The movie focuses on two main plots. First, the whimsical and mischievous lives of four (later three) children and their interactions with the crumbling environments and hobbled people around them, and second, the personal drama that arises when a bunch of damaged adults try to survive another day in spite of the poverty imposed on them by an economic system that is purposefully set up for them to fail. And yet for around half of the film’s run-time, the the lives of the kids is whimsically divorced from the soul crushing reality the adults are braving.
This respite is suddenly interrupted after Halley, the mother of one of the children is fired from her job at a strip club setting in place a chain of events that leads to her losing just about everything, including custody of her child.
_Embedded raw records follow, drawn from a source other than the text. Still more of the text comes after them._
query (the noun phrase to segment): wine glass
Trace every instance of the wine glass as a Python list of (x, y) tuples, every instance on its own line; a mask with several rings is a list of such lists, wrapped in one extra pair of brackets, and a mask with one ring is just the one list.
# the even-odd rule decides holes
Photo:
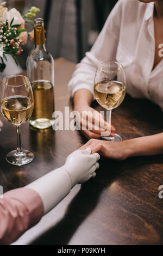
[(9, 76), (2, 80), (0, 90), (1, 110), (4, 118), (16, 127), (17, 148), (6, 156), (9, 163), (21, 166), (32, 162), (34, 154), (22, 150), (20, 125), (30, 117), (34, 101), (32, 87), (28, 77), (21, 75)]
[[(98, 103), (106, 109), (107, 122), (111, 126), (112, 109), (121, 104), (126, 95), (126, 75), (122, 64), (115, 62), (105, 62), (98, 67), (94, 82), (95, 98)], [(108, 141), (122, 141), (121, 137), (115, 134), (108, 136), (103, 133), (102, 138)]]

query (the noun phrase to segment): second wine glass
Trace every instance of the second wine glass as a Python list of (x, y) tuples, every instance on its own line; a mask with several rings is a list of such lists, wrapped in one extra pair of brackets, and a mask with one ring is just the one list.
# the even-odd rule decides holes
[[(111, 126), (112, 109), (121, 104), (126, 95), (126, 75), (122, 65), (115, 62), (100, 63), (94, 83), (96, 99), (106, 110), (107, 121)], [(102, 138), (108, 141), (122, 141), (118, 134), (111, 137), (104, 133)]]
[(2, 80), (0, 91), (1, 110), (4, 118), (16, 127), (17, 147), (6, 156), (11, 164), (21, 166), (31, 162), (34, 154), (22, 150), (20, 137), (20, 125), (31, 117), (33, 111), (33, 95), (28, 77), (24, 76), (9, 76)]

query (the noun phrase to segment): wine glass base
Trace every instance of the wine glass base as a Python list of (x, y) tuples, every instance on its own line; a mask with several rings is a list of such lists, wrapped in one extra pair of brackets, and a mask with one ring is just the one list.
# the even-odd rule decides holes
[(7, 154), (5, 157), (7, 161), (14, 166), (21, 166), (33, 161), (34, 155), (28, 150), (22, 150), (18, 152), (17, 150), (13, 150)]
[(122, 137), (120, 136), (120, 135), (118, 135), (118, 134), (115, 133), (114, 137), (108, 137), (108, 136), (103, 136), (102, 137), (102, 139), (104, 141), (112, 141), (112, 142), (120, 142), (120, 141), (122, 141), (123, 139)]

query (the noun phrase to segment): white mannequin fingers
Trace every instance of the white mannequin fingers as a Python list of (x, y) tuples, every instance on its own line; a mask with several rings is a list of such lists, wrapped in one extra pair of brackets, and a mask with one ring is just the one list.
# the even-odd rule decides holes
[(90, 179), (92, 176), (92, 174), (90, 174), (88, 175), (85, 179), (83, 179), (83, 180), (80, 180), (79, 182), (79, 184), (81, 184), (82, 183), (85, 183), (86, 181), (87, 181), (89, 179)]
[(99, 169), (99, 164), (98, 163), (96, 163), (95, 166), (96, 168), (96, 170), (98, 170), (98, 169)]
[(83, 154), (86, 155), (90, 155), (91, 154), (91, 149), (90, 148), (87, 148), (86, 149), (83, 149), (82, 150)]
[(94, 164), (90, 169), (89, 173), (90, 174), (92, 174), (92, 173), (93, 173), (95, 170), (96, 170), (96, 166)]
[(97, 159), (97, 161), (99, 161), (100, 160), (100, 155), (98, 153), (94, 153), (92, 155), (93, 156), (95, 156)]

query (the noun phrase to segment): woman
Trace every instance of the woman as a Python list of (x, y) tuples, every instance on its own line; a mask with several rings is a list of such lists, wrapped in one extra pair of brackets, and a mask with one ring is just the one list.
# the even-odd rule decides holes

And that’s just how the movie ends. It sets up Willem Dafoe as some sort of savior character and that doesn’t pan out. He ends up silently watching as Halley’s child-Monee, is taken by CPS and at a loss for words about what to say to the kid as she’s asks him what’s going on.
And just to pay off on the cruel fucking joke the movie sets up far earlier, after learning that she will be separated from her mother, Monee escapes one last time with her best friend to Disney’s Magic Kingdom, so that the movie could again contrast the crippling poverty our characters are destined to live in against the corporate behemoth peddling fake glittering bullshit all around them.
There isn’t a lesson learned, characters don’t even really develop. They just continually lose and eat shit until they hit reality’s version of a game over screen. Thanks for playing.
The one constant in the movie is how every possible institution failed our characters. Florida’s exorbitant rent costs doomed our protagonists into a life of destitution, lack of education ensures they continually make bad decisions and the event that started it all off was Halley’s SNAP benefits getting axed after getting fired for refusing to sleep with clients.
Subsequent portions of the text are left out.